Hyperautomation has made positive impact on Automation where there were huge gaps earlier.
Truly interested in your comment. Will you please elaborate?
Most of the time instead of reducing the staff, the freed up capacity would be used to support additional apps / work scope. Also the projected savings usually will be incorrect as they get estimated without fully defining requirements
Just wrapped up a project where the company wanted to eliminate their 3rd party shared service center.. it was a Success. 300 shared service jobs eliminated 80% reduction in head count 60% reduction in cost 100% elimination of the 3rd party Brought the Uneliminated jobs back on shore.
LOL nope. The time we spend with requirements, build, testing, and then O&M outweighs the cost savings. Assuming the automations reach a stable state, and run for a couple years, we might break even.

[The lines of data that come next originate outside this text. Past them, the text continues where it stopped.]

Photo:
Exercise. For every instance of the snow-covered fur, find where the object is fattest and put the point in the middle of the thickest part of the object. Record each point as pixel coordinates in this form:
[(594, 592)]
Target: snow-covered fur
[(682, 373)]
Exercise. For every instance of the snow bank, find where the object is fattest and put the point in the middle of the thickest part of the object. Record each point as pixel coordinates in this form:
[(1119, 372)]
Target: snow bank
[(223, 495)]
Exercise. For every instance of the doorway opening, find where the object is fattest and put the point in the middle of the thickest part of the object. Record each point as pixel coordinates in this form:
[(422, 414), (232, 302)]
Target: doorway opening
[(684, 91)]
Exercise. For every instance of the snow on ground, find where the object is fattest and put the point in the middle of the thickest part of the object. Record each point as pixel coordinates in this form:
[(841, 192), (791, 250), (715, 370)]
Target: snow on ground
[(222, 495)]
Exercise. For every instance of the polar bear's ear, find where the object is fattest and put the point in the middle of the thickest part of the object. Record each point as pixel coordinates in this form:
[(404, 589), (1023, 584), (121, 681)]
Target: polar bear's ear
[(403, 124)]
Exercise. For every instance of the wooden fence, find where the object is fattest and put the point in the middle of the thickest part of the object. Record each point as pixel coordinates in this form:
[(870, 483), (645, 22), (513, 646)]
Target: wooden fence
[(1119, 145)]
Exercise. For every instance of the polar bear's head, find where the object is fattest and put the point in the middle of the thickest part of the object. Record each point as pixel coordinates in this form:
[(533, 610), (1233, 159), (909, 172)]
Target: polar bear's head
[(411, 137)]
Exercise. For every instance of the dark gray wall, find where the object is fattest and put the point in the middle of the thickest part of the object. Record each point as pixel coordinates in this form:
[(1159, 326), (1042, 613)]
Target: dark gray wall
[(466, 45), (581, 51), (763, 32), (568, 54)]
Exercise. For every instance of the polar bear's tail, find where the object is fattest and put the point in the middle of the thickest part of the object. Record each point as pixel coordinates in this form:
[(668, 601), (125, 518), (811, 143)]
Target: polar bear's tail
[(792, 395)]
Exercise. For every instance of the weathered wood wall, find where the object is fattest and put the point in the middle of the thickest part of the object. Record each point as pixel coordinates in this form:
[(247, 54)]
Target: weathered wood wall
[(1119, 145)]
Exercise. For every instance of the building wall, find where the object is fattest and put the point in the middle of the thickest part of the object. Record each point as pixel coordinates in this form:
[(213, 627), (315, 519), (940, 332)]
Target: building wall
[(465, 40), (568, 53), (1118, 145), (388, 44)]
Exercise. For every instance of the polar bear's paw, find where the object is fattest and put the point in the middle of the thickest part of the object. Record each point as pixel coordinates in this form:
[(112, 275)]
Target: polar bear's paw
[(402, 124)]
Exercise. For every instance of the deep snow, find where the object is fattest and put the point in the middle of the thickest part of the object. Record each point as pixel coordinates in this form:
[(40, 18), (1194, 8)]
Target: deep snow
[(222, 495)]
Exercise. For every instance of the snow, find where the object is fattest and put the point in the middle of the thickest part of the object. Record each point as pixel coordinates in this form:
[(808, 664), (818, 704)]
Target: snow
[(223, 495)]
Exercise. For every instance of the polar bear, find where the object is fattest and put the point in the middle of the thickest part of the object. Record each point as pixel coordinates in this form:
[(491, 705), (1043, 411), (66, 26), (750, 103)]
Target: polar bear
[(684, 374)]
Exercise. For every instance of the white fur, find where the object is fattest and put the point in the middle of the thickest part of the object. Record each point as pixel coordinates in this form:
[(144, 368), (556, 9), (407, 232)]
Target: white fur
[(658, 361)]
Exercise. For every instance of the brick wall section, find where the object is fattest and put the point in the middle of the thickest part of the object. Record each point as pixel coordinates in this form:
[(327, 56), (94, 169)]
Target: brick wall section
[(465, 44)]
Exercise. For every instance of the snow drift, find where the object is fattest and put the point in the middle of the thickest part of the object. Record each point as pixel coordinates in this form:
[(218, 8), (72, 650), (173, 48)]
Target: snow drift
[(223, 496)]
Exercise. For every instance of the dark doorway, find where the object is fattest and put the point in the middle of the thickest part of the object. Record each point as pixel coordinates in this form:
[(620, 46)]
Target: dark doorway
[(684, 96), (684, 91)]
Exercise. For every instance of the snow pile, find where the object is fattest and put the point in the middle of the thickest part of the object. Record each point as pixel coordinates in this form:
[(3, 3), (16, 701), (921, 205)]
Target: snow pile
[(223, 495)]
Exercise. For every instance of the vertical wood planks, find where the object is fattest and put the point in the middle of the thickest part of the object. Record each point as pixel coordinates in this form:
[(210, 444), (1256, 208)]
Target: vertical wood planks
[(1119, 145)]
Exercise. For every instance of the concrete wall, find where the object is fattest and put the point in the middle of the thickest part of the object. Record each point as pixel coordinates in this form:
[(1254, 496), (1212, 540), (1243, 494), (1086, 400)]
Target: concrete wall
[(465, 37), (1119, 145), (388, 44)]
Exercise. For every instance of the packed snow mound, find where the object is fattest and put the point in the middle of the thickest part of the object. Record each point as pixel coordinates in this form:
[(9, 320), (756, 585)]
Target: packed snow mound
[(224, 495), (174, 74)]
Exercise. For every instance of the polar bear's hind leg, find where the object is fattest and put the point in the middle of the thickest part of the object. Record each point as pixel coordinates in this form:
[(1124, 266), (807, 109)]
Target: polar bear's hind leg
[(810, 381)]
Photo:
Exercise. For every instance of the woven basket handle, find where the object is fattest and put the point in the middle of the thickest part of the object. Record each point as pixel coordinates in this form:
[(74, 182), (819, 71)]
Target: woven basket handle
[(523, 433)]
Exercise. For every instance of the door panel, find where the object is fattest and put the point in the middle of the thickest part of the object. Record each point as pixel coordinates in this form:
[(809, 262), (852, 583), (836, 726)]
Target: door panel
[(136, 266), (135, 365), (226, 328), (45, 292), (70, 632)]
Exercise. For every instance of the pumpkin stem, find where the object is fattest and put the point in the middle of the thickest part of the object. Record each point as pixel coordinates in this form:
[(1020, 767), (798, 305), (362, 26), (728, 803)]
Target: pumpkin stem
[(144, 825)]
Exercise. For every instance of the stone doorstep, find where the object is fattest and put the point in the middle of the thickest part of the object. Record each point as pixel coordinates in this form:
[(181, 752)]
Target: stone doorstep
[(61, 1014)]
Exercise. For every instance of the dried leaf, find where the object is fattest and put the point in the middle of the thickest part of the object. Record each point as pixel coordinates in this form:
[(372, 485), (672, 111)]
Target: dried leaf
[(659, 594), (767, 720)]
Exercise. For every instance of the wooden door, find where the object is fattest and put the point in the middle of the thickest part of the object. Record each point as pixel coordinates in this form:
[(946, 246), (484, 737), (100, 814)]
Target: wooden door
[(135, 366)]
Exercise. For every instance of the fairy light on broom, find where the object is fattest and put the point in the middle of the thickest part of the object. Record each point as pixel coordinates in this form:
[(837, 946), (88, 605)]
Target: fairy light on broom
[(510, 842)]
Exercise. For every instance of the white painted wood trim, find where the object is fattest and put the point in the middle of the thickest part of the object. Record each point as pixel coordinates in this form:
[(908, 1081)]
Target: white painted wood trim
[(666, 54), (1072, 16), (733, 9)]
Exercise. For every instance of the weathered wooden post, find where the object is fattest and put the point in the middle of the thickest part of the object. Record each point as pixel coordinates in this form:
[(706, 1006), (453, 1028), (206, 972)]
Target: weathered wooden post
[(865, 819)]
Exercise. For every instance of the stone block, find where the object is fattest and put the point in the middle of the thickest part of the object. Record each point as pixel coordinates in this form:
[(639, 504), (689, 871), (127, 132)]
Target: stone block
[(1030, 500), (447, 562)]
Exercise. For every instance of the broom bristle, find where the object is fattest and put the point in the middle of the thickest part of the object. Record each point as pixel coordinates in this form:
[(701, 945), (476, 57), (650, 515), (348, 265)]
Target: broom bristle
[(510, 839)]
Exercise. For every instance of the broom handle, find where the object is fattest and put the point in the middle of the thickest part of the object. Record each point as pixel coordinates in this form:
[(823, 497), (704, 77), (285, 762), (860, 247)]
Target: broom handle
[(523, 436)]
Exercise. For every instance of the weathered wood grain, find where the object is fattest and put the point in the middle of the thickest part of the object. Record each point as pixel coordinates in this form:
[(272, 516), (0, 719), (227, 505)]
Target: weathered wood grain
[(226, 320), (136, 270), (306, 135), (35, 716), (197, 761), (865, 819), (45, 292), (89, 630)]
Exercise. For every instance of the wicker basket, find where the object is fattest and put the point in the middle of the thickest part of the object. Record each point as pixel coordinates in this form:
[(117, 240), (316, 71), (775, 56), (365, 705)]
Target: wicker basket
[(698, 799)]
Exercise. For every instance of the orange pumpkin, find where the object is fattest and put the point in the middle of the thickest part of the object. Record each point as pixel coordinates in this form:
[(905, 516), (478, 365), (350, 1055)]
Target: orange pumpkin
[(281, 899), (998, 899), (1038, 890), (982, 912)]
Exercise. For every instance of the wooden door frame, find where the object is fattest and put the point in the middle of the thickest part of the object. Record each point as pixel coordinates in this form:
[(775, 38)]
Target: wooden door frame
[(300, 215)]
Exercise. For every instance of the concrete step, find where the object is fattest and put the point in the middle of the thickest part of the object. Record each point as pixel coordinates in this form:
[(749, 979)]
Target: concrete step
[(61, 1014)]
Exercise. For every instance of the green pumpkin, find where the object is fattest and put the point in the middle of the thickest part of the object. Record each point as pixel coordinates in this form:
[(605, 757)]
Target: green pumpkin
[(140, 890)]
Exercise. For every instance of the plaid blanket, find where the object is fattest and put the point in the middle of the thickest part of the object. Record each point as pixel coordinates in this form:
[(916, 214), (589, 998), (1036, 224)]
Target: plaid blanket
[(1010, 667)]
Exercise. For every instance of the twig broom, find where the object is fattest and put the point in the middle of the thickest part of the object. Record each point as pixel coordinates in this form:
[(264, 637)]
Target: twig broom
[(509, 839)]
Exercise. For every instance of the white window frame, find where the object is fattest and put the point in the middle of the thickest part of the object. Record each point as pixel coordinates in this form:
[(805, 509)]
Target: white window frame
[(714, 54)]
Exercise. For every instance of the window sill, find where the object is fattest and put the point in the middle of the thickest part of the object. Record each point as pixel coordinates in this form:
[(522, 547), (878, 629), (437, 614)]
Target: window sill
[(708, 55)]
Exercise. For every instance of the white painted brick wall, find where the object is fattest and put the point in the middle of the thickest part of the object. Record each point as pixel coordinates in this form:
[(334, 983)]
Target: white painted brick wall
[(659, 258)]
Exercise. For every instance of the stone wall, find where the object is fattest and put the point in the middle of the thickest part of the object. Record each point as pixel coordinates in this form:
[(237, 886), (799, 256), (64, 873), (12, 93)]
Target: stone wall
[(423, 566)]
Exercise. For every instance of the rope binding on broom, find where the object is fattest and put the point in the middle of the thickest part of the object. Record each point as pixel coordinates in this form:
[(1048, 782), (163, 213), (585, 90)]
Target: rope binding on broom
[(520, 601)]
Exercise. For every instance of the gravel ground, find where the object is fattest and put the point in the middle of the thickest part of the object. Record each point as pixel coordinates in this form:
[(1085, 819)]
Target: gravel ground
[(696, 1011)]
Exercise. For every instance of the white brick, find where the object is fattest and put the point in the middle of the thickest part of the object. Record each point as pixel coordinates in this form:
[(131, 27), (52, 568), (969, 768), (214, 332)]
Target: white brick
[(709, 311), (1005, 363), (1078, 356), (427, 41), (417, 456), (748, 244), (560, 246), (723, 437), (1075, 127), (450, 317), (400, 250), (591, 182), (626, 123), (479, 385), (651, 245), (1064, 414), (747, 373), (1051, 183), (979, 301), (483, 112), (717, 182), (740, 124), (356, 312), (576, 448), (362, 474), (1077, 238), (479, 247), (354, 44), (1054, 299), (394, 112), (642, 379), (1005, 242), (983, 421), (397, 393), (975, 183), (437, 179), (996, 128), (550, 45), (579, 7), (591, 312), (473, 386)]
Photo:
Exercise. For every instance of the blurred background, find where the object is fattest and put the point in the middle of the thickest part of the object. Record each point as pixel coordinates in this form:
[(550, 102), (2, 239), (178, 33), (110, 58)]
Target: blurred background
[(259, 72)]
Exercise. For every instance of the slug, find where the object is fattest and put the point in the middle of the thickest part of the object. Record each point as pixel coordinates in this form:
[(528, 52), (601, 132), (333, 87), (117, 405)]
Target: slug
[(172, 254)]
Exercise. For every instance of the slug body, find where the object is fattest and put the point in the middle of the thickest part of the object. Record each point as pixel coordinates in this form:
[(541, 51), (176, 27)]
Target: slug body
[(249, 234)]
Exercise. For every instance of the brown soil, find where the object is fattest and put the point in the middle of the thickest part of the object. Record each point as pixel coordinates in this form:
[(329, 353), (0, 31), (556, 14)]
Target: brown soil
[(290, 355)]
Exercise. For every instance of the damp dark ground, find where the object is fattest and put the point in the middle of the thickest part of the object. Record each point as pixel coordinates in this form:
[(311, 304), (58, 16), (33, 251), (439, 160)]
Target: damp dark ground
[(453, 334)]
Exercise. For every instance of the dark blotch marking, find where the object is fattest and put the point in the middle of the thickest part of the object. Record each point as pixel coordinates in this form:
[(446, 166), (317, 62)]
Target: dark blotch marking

I think this is mostly from the use case selection and trying to do “Big Bang” type implementations vs cost savings by a ton of smaller more effective bots.
Recently implemented a process that reduced risk significantly for the client. About $250k annually in potential losses avoided if that counts.
So you’re saying the ‘citizen led model’ leads to more cost savings?
The problem with the citizen led model imo is the maintenance and support. A lot of the people building citizen lead efforts don’t understand how to make it scalable or think through how future changes will be handled. I fear this will lead to what we see with excel workbooks over time. It produces a result but no one has a good handle on it or how to verify it’s correct. So I suspect short term it’s cheaper but the cost will be higher longer term. The bigger problem is in a lot of cases RPA is used as a bandaid for a bad process or data. The right answer is to fix the underlying problem but that is typically expensive and impacts too many processes.
I feel like if you’re selling RPA as cost reducing, you are not selling it properly. It really just builds capacity within the organization to shift the workforce to more meaningful things. I doubt any company can get its employees on board by the main selling factor being - this tech will take over your jobs. It also will lead to avoiding future cost, when they don’t have to hire new folks if/when the workload increases due to growth.
Actually yes one of my client deployed bots for invoice processing instead of adding resources to the team ... it depends on the process and functional area bots are used for
If a new bot is created for $100k and it reduces a team by 3 people ($50k annual salary), you already have +50k to your bottomline for this year and +$150k to your bottomline for the following years.
While RPA bots can be world-changing they don’t have to be to affect your bottomline.